The crowdfunding space has just got a little more crowded in the UK, with the official launch today of a platform for crowdsourcing donations aimed at doing social good. Yimby.com — an affirmative play on the phrase nimby (aka ‘not in my back yard’) — is a new business from online charity donation company JustGiving, a 12-year veteran of the digital giving space. Yimby.com has been operating in beta up to today.
If you’re in the business of making money from other people’s largess — JustGiving takes a 5% cut of all donations on its platform, and has raised £1.6 billion for charity since 2001 (which equates to revenue of around £127 million for the business) — then the rise of alternative crowdfunding platforms, such as Kickstarter, is either a concern or an opportunity.
A concern because these platforms are on a growth tear, and people only have so much money to give. The most successful crowdfunding platforms also give people more of an incentive to donate by casting the spell of story around causes/projects to increase engagement.
Instead of watching from the sidelines JustGiving has decided to wade in, with a little help (to the tune of £50,000) from the UK government to help it launch Yimby. Presumably Yimby tallies with the government’s ‘big society‘ agenda — by outsourcing social project financing to the community, rather than the Treasury.
As with its other charitable donations-fuelled business, JustGiving will be taking a 5% fee on donations for all successful projects on Yimby.
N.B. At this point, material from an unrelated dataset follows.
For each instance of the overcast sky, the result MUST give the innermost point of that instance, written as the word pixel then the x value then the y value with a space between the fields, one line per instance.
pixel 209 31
It’s also charging card fees (where applicable).
Here’s how it describes Yimby’s mission:
Yimby.com allows individuals to deliver philanthropic projects without being affiliated with a charity, from planting community gardens, to purchasing basketball wheelchairs for local teams or launching mentoring programmes for young people.
Yimby is manually checking projects to ensure they qualify as a ‘social good’ — so trying to fund your Birthday drinks probably won’t fly. But individual projects can qualify if the need/cause is great enough, with Yimby noting that a disabled man used the platform to fund making his house more accessible during the site’s beta period, for example.
Over the beta, Yimby has had 250 projects submitted, and more than £250,000 has been pledged. More than 100 of the projects have been successfully funded to-date, which it says works out at a 64% success rate thus far. Yimby sets a 30-day period on campaigns to keep them “focused”.
One successful project that took place during the beta was a campaign to save Kettering Town Football Club. Its supporters were able to raise £20,546 on the site in October.
Asked why the UK needs another crowdfunding platform, even one focused on social good, JustGiving said its aim is to take the crowdfunding model mainstream — or more mainstream than it currently is.
“We’ve continually been asked by our users for exactly this type of service, and now we want to open up philanthropy to any individual wanting to start their own community projects,” it told TechCrunch. “With JustGiving’s experience, technology and reach behind us we hope to bring community crowdfunding to a mainstream audience across the UK.”
It did not make mention of fee-less charity donation rival Believe.in, which undercuts JustGiving by charging zero fees on donations, but such disruption can’t be far from its thoughts.
And while here’s no shortage of rivals to Yimby — from a mainstream crowdfunding platform like Kickstarter to specialist social good platforms such as StartSomeGood or OpenIDEO, to name a couple — JustGiving will presumably be hoping its brand profile gives it a better reach than some of its smaller rivals. It’s also clearly keen to tap into the energy around crowdfunding.
While Yimby is launching only in the UK for now, JustGiving says the site has been growing fast, adding that it has plans to expand Yimby internationally in future.